Mattioli Woods has today revealed profit before tax of £2.8m for its six months ended November 2015, up 5.2 per cent from £2.7m for the same period the year before.

Revenue for the wealth management and employee benefits company also rose to £19.9m, up 20 per cent from £16.6m the year before.

Despite the uptick in profits, share price for the Aim-listed company has dropped slightly throughout the day, closing down 0.4 per cent for the day at 622.5p.

The company has made a number of acquisitions to help in grow recently, including three during the period for the reported results. The firm also acquired Maclean Marshall Healthcare this January.

Commenting on the results, Ian Mattioli, chief executive of Mattioli Woods, said that he was “delighted” with the growth the company had achieved and added:

“We are broadening our proposition as trusted adviser, product provider and asset manager and believe our blend of wealth management and employee benefits positions us well to deliver further strong shareholder returns going forward.”

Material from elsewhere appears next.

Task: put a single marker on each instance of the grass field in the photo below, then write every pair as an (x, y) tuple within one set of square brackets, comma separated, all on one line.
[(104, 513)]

On the company’s prospects for the remainder of the financial year, Mattioli added:

“Against a backdrop of volatile financial markets, regulatory and legislative change, in the second half of this financial year we expect sustained demand for advice from clients, offsetting any impact lower asset values have on investment-related revenues.”

Meanwhile, Bob Woods, the company’s executive chairman, who is due to stand down from the board in October but plans to stay on in an executive role, remarked:

“I am proud of the business I have helped create. Over the last 25 years a large part of our advice has been to assist our clients with their long term investment and succession planning.”

However, the firm’s repeating business has taken a knock over more recent months, with recurring income streams representing 81.6 per cent of the revenue for the six months to November 2015, compared to 82.1 per cent in the same period the year before.